In the study of the multiple loci in linkage disequilibrium (LD) and the correlation of disease, the correlation of haploid types is more effective than a single locus analysis [35]. Many phenotypic traits are often the result of the interaction between multiple loci, especially in a haploid type block, and caused by interaction among a set of mutations in a certain area of the chromosome [36, 37]. In the correlation analysis of haploid type, the first thing is to determine the strength of LD (D′) and type in the group. LD exists widely in the family of chicken population in this study. The results showed that the SNPs among block 1 and block 2 groups were in strong linkage disequilibrium state (r 2 > 0.33, |D′ | > 0.8). Containing the analysis results of SNP1 loci, difference between haploid type composed by SNP1, SNP3, and SNP4 loci and resistance to disease was very significant. The result showed that the analysis of haploid types had better statistical effect (P < 0.01). Effects between SNPs loci in haploid type set canceled each other out on account of interactive effects of genes, leading to no significant difference between SNP5, SNP6, SNP7, and SNP8 loci haploid type and disease resistance.

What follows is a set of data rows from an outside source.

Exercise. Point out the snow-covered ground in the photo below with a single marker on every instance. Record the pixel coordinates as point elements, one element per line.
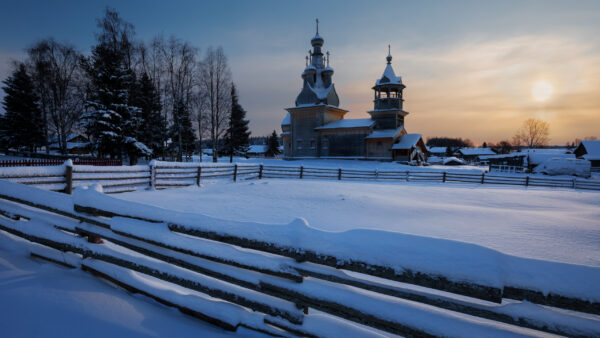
<point>549,224</point>
<point>41,299</point>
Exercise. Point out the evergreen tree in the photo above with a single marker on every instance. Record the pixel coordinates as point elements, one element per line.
<point>23,122</point>
<point>182,132</point>
<point>237,134</point>
<point>273,145</point>
<point>111,119</point>
<point>150,129</point>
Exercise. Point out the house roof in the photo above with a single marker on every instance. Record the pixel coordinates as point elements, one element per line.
<point>347,123</point>
<point>592,149</point>
<point>258,148</point>
<point>438,150</point>
<point>487,157</point>
<point>476,151</point>
<point>385,133</point>
<point>407,141</point>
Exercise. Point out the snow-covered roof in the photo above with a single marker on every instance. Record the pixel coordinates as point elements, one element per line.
<point>476,151</point>
<point>385,133</point>
<point>389,77</point>
<point>592,149</point>
<point>258,149</point>
<point>348,123</point>
<point>70,145</point>
<point>438,150</point>
<point>407,141</point>
<point>54,138</point>
<point>453,160</point>
<point>487,157</point>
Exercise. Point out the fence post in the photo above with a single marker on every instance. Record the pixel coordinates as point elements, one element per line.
<point>69,177</point>
<point>152,166</point>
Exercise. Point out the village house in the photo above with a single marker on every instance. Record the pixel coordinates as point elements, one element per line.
<point>589,150</point>
<point>315,127</point>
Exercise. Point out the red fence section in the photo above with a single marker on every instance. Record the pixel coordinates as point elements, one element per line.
<point>46,162</point>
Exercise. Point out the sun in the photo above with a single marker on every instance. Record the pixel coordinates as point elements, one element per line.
<point>541,91</point>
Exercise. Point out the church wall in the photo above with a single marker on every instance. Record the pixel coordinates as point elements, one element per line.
<point>379,147</point>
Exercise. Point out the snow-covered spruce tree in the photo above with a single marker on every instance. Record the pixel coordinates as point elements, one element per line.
<point>23,120</point>
<point>182,132</point>
<point>111,118</point>
<point>273,145</point>
<point>151,128</point>
<point>237,134</point>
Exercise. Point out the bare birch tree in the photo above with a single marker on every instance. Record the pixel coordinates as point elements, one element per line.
<point>215,82</point>
<point>61,86</point>
<point>533,133</point>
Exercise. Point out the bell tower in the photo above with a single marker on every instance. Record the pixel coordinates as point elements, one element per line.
<point>388,99</point>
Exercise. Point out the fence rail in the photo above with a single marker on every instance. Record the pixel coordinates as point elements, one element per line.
<point>271,288</point>
<point>54,162</point>
<point>172,174</point>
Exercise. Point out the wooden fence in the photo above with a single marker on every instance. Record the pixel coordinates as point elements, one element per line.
<point>52,162</point>
<point>270,288</point>
<point>173,174</point>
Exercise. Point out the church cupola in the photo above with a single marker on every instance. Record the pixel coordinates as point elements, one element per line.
<point>317,86</point>
<point>388,89</point>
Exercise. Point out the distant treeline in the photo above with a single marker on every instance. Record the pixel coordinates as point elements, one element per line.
<point>130,98</point>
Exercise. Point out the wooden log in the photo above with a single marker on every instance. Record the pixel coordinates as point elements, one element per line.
<point>182,309</point>
<point>69,179</point>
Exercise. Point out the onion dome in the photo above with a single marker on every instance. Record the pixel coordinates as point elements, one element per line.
<point>317,41</point>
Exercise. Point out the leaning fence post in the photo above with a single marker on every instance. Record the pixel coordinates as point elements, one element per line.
<point>69,177</point>
<point>152,166</point>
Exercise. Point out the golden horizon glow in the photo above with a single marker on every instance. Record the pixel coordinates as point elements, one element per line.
<point>542,91</point>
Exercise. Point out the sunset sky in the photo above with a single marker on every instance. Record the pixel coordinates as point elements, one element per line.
<point>474,70</point>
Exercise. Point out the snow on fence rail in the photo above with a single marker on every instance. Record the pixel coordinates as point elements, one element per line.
<point>51,162</point>
<point>292,268</point>
<point>162,175</point>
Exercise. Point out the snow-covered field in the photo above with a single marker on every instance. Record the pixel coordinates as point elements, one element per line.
<point>549,224</point>
<point>41,299</point>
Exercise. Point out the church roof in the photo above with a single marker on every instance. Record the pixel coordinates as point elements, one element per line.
<point>407,141</point>
<point>286,120</point>
<point>347,123</point>
<point>385,133</point>
<point>592,149</point>
<point>389,77</point>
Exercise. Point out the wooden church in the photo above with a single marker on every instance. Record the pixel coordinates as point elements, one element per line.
<point>315,127</point>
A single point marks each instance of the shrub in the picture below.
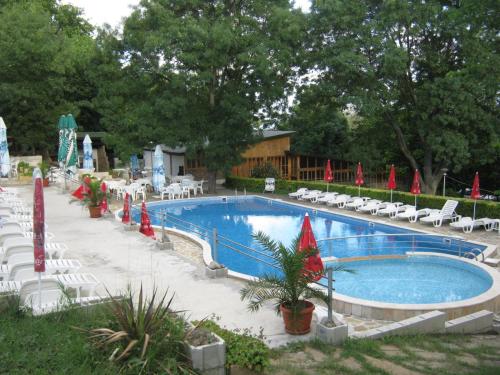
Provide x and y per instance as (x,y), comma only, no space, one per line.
(465,207)
(242,349)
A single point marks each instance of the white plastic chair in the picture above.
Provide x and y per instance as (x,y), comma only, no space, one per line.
(270,185)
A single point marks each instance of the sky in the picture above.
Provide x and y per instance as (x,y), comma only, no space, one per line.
(99,12)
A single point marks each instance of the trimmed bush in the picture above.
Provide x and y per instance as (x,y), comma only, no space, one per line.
(465,206)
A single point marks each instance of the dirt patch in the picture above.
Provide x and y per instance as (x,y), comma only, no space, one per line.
(390,367)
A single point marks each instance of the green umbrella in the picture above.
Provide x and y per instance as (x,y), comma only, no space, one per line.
(63,144)
(72,150)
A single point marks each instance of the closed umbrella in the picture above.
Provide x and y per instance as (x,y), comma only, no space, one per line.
(4,151)
(313,266)
(134,165)
(359,178)
(328,174)
(88,162)
(391,184)
(63,141)
(415,186)
(475,194)
(38,229)
(158,172)
(72,154)
(146,228)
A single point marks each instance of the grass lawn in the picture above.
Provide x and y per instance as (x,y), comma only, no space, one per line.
(50,345)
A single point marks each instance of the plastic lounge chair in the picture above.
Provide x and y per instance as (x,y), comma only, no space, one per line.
(371,206)
(52,296)
(357,203)
(270,185)
(297,194)
(25,270)
(391,209)
(446,213)
(340,200)
(327,197)
(311,194)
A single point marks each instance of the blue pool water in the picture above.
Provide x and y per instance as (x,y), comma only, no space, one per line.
(412,280)
(237,218)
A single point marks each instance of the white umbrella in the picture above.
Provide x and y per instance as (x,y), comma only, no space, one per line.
(88,162)
(4,150)
(158,172)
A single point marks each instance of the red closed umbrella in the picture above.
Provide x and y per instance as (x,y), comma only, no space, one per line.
(146,227)
(359,178)
(328,174)
(104,203)
(38,231)
(415,186)
(313,266)
(126,209)
(475,194)
(391,183)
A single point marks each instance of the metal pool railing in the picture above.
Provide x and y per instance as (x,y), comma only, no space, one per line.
(374,245)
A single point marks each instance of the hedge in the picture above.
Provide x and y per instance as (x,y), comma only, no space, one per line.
(465,207)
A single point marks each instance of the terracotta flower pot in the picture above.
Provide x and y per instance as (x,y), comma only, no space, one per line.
(300,323)
(95,212)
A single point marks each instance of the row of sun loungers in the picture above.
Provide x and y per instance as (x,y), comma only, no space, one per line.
(17,275)
(397,210)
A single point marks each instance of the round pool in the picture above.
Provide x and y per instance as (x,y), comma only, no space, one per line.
(412,280)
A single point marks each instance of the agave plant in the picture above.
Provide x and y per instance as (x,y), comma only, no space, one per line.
(142,325)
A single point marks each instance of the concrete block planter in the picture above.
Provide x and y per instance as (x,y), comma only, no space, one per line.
(331,335)
(209,359)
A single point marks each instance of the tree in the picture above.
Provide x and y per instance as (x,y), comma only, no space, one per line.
(206,71)
(428,70)
(42,44)
(321,130)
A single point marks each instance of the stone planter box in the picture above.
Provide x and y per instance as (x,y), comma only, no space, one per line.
(208,359)
(331,335)
(216,273)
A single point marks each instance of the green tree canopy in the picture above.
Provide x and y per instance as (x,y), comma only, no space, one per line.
(204,72)
(42,45)
(428,71)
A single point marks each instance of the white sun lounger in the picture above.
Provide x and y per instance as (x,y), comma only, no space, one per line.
(446,213)
(26,270)
(357,203)
(299,193)
(340,200)
(52,296)
(327,197)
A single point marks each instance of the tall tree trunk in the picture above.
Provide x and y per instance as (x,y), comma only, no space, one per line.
(212,177)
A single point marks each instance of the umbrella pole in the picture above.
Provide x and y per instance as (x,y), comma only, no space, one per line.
(39,290)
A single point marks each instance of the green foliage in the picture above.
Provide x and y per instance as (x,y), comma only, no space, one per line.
(465,207)
(43,46)
(264,171)
(242,349)
(148,333)
(290,289)
(419,74)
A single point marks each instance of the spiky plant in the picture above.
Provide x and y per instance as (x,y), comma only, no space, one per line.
(148,331)
(292,288)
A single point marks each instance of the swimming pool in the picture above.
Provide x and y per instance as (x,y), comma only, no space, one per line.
(413,280)
(236,218)
(389,289)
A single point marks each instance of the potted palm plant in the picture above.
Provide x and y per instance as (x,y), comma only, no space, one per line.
(44,168)
(290,291)
(93,196)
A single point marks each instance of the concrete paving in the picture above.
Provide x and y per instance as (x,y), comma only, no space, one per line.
(119,258)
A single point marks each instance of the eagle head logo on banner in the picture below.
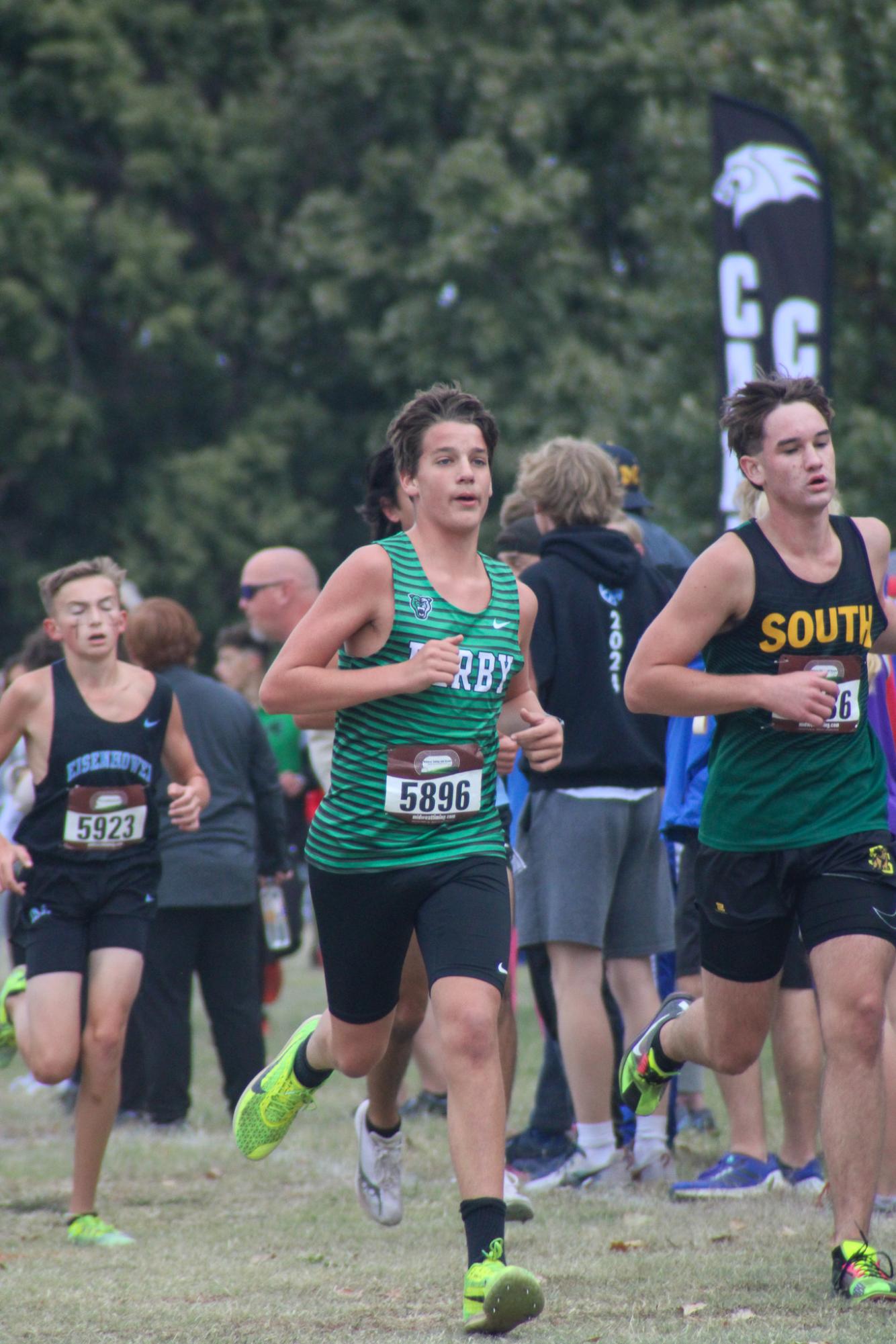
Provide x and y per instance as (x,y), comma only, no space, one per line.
(772,224)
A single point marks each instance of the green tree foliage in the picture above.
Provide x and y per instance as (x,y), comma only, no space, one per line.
(236,236)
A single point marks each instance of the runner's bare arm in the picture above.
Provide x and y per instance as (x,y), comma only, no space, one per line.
(715,593)
(358,597)
(189,791)
(17,706)
(877,538)
(318,721)
(522,717)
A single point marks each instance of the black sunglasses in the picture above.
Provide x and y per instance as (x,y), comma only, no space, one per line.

In conclusion, after comparison and analysis of the genetic variation of MyD88 gene, we found that the novel mutation G4810372T may have an effect on the individual immune. But further functional studies are necessary to evaluate the molecular mechanism caused by polymorphisms of the MyD88 gene. The correlation analysis of polymorphisms of the MyD88 gene and susceptibility of Salmonella Pullorum in chicken showed that, in each mutation, alleles in SNP1 locus and genotypes of SNP1 and SNP3 had a significant effect against salmonella. What is more, the advantaged haploid type (TTC) combined by SNP1, SNP3, and SNP4 loci played a very significant role in genetic resistance to Salmonella Pullorum infection. Polymorphisms of the MyD88 gene or advantaged haploid type in a particular area had a certain positive effect against susceptibility to Pullorum infection. From the above, the MyD88 gene can be used as a candidate gene for follow-up study, which could provide a theoretical reference for poultry marker-assisted selection.